Article Text
Abstract
Introduction Tobacco smoking is among the leading causes of preventable mortality worldwide. We assessed the impact of smoking on life expectancy worldwide between 1980 and 2010.
Methods We retrieved cause-specific mortality data from the WHO Mortality Database by sex, year and age for 63 countries with high or moderate quality data (1980–2010). Using the time of the peak of the smoking epidemic by country, relative risks from the three waves of the Cancer Prevention Study were applied to calculate the smoking impact ratio and population attributable fraction. Finally, we estimated the potential gain in life expectancy at age 40 if smoking-related deaths in middle age (40–79 years) were eliminated.
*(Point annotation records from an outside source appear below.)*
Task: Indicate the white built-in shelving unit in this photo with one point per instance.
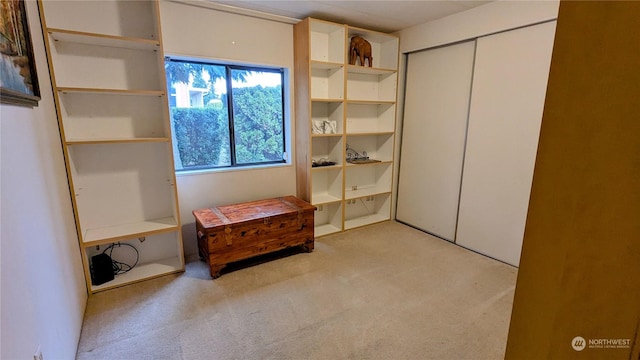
(358, 106)
(106, 64)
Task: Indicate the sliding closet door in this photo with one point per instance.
(433, 137)
(509, 86)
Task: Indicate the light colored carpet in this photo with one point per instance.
(385, 291)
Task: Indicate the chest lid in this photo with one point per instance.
(251, 211)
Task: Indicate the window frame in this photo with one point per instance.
(228, 68)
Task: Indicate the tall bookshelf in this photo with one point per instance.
(344, 109)
(107, 71)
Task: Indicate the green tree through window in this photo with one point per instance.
(213, 128)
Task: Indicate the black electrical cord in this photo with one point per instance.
(120, 267)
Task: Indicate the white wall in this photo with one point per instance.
(42, 281)
(483, 20)
(199, 32)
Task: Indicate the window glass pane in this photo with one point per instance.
(199, 114)
(257, 116)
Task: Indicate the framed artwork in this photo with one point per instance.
(18, 78)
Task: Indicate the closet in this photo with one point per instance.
(472, 116)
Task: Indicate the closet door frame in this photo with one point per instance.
(433, 141)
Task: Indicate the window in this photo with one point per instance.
(225, 115)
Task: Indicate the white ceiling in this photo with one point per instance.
(380, 15)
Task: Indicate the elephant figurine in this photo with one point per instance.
(360, 48)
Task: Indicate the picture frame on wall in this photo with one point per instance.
(18, 76)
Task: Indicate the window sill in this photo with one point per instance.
(231, 169)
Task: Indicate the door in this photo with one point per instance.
(433, 137)
(508, 92)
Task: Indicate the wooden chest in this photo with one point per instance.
(236, 232)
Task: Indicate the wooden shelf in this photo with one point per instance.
(373, 133)
(115, 141)
(322, 199)
(356, 69)
(87, 38)
(114, 233)
(325, 65)
(361, 102)
(111, 91)
(370, 102)
(106, 65)
(362, 192)
(143, 272)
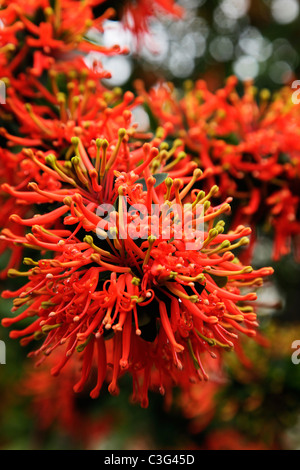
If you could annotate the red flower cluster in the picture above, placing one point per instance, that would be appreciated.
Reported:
(149, 305)
(166, 306)
(36, 37)
(250, 145)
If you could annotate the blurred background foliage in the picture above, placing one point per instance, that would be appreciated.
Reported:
(254, 407)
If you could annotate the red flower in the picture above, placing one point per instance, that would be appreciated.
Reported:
(35, 36)
(250, 147)
(137, 306)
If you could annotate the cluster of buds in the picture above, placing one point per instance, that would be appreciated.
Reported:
(251, 146)
(134, 272)
(143, 303)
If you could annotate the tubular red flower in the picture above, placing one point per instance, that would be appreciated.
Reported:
(137, 306)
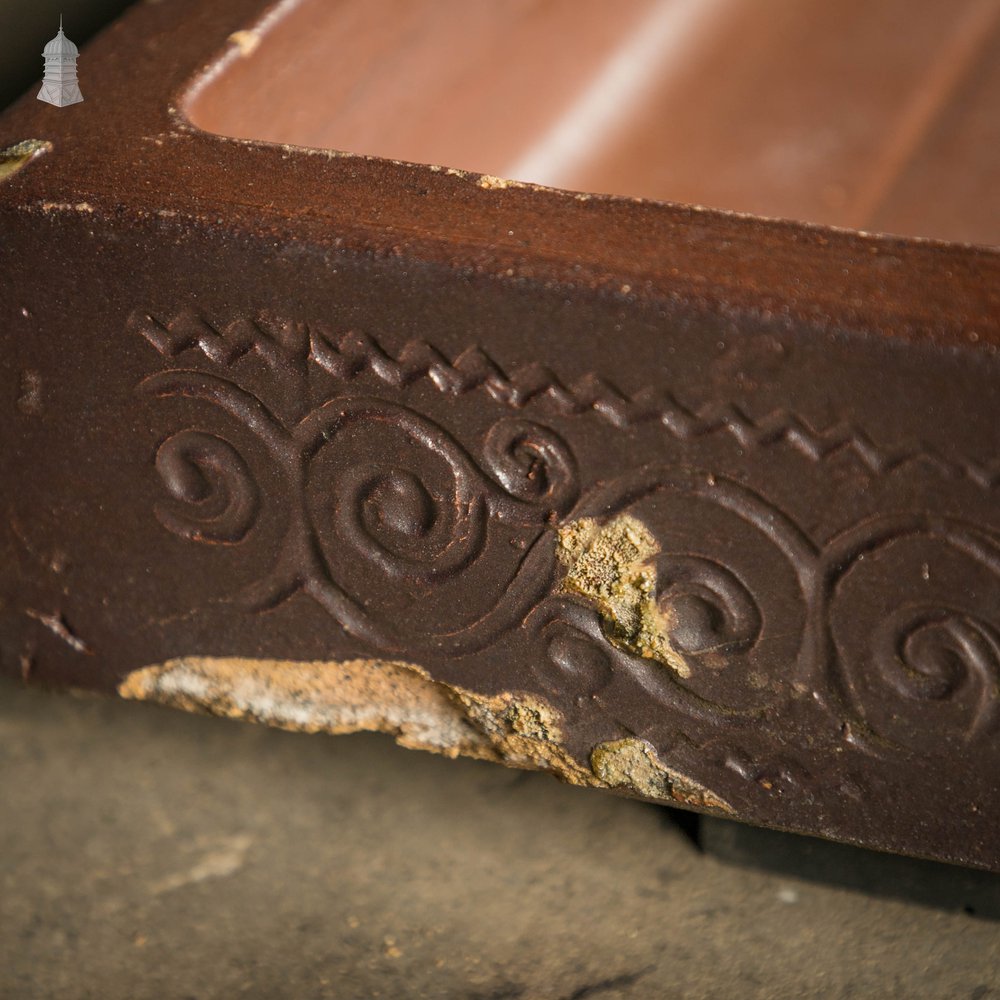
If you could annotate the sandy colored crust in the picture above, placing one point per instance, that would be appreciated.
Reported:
(512, 728)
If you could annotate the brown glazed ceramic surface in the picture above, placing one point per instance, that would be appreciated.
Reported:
(281, 423)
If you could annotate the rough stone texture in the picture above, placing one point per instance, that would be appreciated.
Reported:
(151, 853)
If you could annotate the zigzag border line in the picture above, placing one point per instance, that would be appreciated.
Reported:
(353, 353)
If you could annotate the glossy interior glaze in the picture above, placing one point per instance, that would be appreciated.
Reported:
(869, 116)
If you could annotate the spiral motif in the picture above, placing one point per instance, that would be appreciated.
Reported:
(216, 498)
(711, 613)
(532, 463)
(731, 572)
(910, 604)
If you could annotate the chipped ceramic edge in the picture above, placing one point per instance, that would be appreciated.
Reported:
(401, 699)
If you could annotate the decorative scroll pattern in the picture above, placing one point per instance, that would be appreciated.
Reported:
(740, 584)
(282, 342)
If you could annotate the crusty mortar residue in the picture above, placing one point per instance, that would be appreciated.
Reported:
(634, 764)
(611, 565)
(365, 695)
(346, 696)
(316, 696)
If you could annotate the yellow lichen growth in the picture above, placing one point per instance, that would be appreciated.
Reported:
(634, 764)
(610, 564)
(14, 157)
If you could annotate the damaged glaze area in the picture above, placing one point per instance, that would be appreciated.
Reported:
(610, 565)
(512, 728)
(633, 764)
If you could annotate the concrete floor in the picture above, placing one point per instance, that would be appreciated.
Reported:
(146, 853)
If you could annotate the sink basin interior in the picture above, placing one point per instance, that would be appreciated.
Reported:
(878, 116)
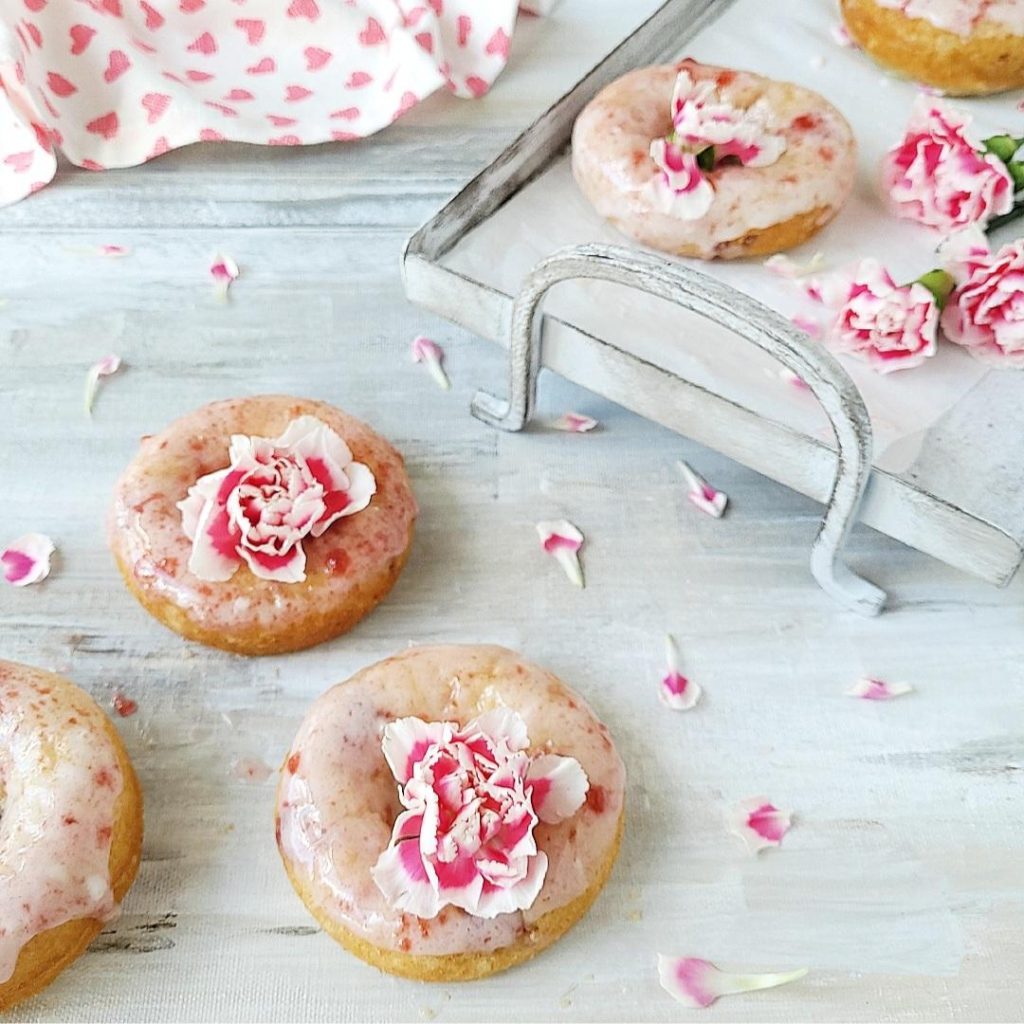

Results Currently, tobacco smoking is related to approximately 20% of total adult mortality in the countries in this study (24% in men and 12% in women). If smoking-related deaths were eliminated, adult life expectancy would increase on average by 2.4 years in men (0.1 in Uzbekistan to 4.8 years in Hungary) and 1 year in women (0.1 in Kyrgyzstan to 2.9 years in the USA). The proportion of smoking-related mortality among men has declined in most countries, but has increased in the most populous country in the world, that is, China from 4.6% to 7.3%. Increases in the impact of tobacco on life expectancy were observed among women in high-income countries.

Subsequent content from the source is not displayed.